THE BIG PICTURE: INSIGHTS FROM Q3 2018
Resurgence in Proposals for Distributed Generation Customer Fees
Activity related to additional fees, such as demand charges, for distributed generation (DG) customers slowed during 2017 and early 2018, but is now quickly picking back up. In Q3 2018, three utilities – DTE Energy (MI), Upper Peninsula Power Company (MI), and NorthWestern Energy (MT) – proposed additional fees for DG customers, while regulators in Kansas approved Westar Energy’s proposed demand charge for residential DG customers. In West Virginia, proposed revisions to the state’s net metering rules potentially open the door to additional fees by allowing charges for the “incremental cost of interconnection” of customergenerators. In Massachusetts, a demand charge approved earlier in 2018 was overturned by legislation enacted in Q3 2018; however, the legislation only establishes new requirements for the design of demand charges, and does not disallow them.

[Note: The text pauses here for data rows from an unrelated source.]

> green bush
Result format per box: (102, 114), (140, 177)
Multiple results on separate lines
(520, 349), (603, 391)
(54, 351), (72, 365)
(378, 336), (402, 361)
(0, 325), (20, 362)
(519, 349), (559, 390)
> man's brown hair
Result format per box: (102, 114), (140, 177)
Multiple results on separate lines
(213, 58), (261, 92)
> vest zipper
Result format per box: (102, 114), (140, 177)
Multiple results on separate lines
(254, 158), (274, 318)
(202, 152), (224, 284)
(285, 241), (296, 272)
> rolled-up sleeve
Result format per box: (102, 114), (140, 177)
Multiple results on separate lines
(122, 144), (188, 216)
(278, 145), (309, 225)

Grid Planning and DER Compensation Efforts Converging on Locational Value
Distribution system planning and solar compensation discussions are growing closer together, as states look to grid planning processes to provide greater information on the locational value that distributed energy resources (DERs) provide. The Public Utilities Commission of Nevada approved distributed resource planning rules in Q3 2018, requiring an evaluation of the locational benefits and costs of DERs. Proposed distribution system planning rules in Missouri and Washington both consider the locational value of DERs, with Washington’s draft rules explicitly calling for tariffs and rate designs that compensate customers for the value of their DERs. The New Hampshire Public Utilities Commission is planning to conduct a distribution locational value study to inform net metering successor discussions, and Illinois’ NextGrid draft working group report addresses the use of integrated distribution planning to identify the locational value of DERs.
States and Utilities Considering Meter Cost Allocation
Several states and utilities are considering whether the customer or the utility should bear the cost of installing additional meters, such as a bidirectional meter for net metering or a separate production meter. Proposed net metering rule revisions in West Virginia would change the financial responsibility for a bidirectional meter from the utility to the customer. Meanwhile, a settlement in Duquesne Light Company’s general rate case in Pennsylvania requires the installation of production meters for new net metering customers, to be paid for by the utility. An Arizona decision approves a monthly meter fee for DG customers of Tucson Electric Power and UNS Electric, and in Maine, regulators recently determined that customers are not responsible for the cost of the production meter necessary to comply with the state’s new DG compensation rules.